The wealthy Kirby ends up: sleeping on the floor, suffering the indignities of living with about 50 strangers at Kenny's house, being made fun of during a Parcheesi game in Kenny's asbestos infected basement, and is conscripted to help catch bats in one of Kenny's crazy plans to save face. Kirby as a result, comes to understand that the sum of all this lunacy is a close-knit family that will suffer through and with each other because of a love based on a lifetime of intimacy. Kirby threw money at every problem his family encountered. Kenny throws himself into the line of fire whenever someone in his family needed him.

Kirby comes to realize that Kenny is indeed the much richer man. Realizing what a bad father and poor husband he has been Kirby apologizes to his ex-wife, begins to make amends with his children for his neglect, and looks forward to spending real time with his grandchildren. It’s a little like Mary Poppins for the Zohan crowd.

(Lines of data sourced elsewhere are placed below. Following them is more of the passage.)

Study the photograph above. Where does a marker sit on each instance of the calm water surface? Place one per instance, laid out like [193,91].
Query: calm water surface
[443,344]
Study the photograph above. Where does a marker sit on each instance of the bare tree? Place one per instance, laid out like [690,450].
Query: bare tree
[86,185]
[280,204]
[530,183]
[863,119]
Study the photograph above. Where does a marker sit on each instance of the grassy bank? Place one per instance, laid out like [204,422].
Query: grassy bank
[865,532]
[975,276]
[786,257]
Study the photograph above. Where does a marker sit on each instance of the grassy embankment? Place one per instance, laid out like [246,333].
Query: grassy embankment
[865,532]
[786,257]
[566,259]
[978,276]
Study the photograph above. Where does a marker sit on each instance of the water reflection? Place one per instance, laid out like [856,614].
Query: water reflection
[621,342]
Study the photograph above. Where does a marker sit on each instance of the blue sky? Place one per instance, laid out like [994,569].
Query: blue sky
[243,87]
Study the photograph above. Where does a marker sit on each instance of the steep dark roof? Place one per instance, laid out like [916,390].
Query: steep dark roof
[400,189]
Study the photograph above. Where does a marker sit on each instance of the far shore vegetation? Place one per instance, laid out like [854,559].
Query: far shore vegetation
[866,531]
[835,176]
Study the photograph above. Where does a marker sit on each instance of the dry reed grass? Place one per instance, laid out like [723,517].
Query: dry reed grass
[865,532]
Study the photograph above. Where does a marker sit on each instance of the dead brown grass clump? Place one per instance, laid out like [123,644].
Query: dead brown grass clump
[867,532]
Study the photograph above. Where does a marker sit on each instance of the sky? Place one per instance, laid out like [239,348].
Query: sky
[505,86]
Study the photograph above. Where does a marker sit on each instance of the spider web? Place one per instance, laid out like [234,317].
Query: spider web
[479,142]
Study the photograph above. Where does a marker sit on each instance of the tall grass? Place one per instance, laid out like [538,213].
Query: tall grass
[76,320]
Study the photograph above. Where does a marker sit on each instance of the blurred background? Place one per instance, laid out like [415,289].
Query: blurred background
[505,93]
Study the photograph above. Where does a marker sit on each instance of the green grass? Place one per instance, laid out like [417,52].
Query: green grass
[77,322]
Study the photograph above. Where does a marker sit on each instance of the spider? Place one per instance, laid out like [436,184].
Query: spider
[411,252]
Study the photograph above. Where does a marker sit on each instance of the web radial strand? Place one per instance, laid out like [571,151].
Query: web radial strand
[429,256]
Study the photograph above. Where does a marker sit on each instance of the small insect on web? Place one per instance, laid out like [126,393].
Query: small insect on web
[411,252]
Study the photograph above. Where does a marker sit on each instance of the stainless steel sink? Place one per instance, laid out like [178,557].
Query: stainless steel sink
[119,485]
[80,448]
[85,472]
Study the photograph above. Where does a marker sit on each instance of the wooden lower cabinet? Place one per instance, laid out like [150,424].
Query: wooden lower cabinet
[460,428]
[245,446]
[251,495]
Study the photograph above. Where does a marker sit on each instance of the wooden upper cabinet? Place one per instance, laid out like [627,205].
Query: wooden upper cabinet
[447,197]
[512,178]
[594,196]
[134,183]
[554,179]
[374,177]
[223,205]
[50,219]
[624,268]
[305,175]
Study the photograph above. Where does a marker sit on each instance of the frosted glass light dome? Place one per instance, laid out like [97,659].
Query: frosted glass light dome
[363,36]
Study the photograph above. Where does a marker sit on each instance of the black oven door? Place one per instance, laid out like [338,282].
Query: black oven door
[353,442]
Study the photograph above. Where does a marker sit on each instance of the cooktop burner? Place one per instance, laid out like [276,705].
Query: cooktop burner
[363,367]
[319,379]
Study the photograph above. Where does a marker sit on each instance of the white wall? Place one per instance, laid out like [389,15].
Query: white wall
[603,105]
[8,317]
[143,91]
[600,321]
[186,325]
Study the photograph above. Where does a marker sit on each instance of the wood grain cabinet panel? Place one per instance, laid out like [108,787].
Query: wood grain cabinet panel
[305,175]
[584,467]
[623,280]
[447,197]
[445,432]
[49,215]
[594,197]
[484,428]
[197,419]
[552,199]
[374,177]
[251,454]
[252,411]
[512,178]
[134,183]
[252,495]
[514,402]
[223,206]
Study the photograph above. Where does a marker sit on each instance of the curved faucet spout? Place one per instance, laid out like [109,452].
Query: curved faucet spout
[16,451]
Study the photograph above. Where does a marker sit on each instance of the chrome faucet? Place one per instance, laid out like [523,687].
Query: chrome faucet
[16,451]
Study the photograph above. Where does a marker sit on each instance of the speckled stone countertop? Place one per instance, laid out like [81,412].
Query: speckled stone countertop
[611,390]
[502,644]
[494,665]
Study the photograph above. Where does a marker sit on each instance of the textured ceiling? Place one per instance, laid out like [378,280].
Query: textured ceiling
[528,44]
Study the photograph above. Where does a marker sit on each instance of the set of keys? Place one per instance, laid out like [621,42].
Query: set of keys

And meanwhile all this is set against some appropriately chosen Billy Joel songs. The ending genuinely had me choked up, and not just because I was sick to death of all the bad jokes. I can forgive a lot in a movie if it makes a good end. And I have to say that in spite of the raunchy humor, the borderline offensive caricatures, and the repetitive visual jokes – for the sake of the movie’s final couple of scenes ….. all is forgiven.